Week 5: How earthlings would be impacted by the discovery of an extraterrestrial intelligence.

This very special ET course will be led by Edinburgh astrobiology professor Charles Cockell and director of the UK Centre for Astrobiology.

"This course is an introduction to astrobiology," Cockell explains on the university's information page. "It explores the origin and evolution of life on the Earth and its potential to exist elsewhere.

"Astrobiology addresses compelling questions of wide interest, such as: How did life originate on Earth? Is this an inevitable process and is life common across the universe?"

Watch SETI astronomer on the search for ET.

Edinburgh is the first university in the U.K. to join the Coursera consortium, founded by Stanford University computer scientists, that offers free online undergraduate courses to students and adult learners around the world.

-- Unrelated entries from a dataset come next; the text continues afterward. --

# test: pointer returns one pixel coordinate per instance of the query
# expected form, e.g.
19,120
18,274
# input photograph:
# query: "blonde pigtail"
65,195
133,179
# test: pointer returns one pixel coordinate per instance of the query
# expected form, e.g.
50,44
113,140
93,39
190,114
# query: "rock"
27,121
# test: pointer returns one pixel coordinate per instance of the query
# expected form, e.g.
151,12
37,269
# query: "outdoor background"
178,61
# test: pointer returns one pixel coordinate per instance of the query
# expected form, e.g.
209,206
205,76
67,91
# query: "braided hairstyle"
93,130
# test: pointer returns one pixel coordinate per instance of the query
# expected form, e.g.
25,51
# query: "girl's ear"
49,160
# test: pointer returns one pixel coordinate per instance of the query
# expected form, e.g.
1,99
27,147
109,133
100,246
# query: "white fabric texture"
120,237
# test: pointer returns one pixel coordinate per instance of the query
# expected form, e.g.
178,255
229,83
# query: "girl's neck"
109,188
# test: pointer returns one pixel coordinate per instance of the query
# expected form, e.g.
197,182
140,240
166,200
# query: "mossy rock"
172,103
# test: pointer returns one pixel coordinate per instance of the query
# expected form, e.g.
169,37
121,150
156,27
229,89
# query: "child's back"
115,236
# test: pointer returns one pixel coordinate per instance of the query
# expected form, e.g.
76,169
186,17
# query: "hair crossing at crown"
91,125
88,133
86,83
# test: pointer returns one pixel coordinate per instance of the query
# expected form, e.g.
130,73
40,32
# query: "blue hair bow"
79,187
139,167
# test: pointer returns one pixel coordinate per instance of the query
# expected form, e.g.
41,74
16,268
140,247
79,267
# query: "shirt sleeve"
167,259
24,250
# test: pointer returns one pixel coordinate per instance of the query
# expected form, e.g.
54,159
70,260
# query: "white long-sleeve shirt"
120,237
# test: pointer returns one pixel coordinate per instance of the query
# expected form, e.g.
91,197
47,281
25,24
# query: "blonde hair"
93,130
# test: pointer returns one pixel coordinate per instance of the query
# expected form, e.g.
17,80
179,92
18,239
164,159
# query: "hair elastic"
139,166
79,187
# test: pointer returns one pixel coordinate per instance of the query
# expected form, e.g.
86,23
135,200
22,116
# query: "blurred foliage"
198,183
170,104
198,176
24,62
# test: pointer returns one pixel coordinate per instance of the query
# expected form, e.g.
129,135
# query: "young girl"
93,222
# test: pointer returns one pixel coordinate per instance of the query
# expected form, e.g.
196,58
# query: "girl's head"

The discovery of hundreds of planets in recent years has fueled the excitement and speculation of how many could have the conditions necessary for life.

At the Niels Bohr Institute and the Centre for Star and Planet Formation at the University of Copenhagen, astrophysicist Lars Buchhave led a team which studied more than 226 planets orbiting 150 stars in our galaxy, and determined the planets evolved under various conditions.

"We don't need a lot of stuff in the disk of the planetary system to form small planets like here on Earth," Buchhave told the New York Daily News. "And that means -- or could mean at least -- since we don't need a special environment for the planets to form, then we could form planets around a wide range of stars, and planets like Earth could be common in our galaxy."

Watch a December 2011 news report about the first planet confirmed to orbit another sun's habitable zone.

While the Edinburgh University out-of-this-world course will have no entry requirements or fees, students are expected to work hard to complete the study in order to receive a passing certificate.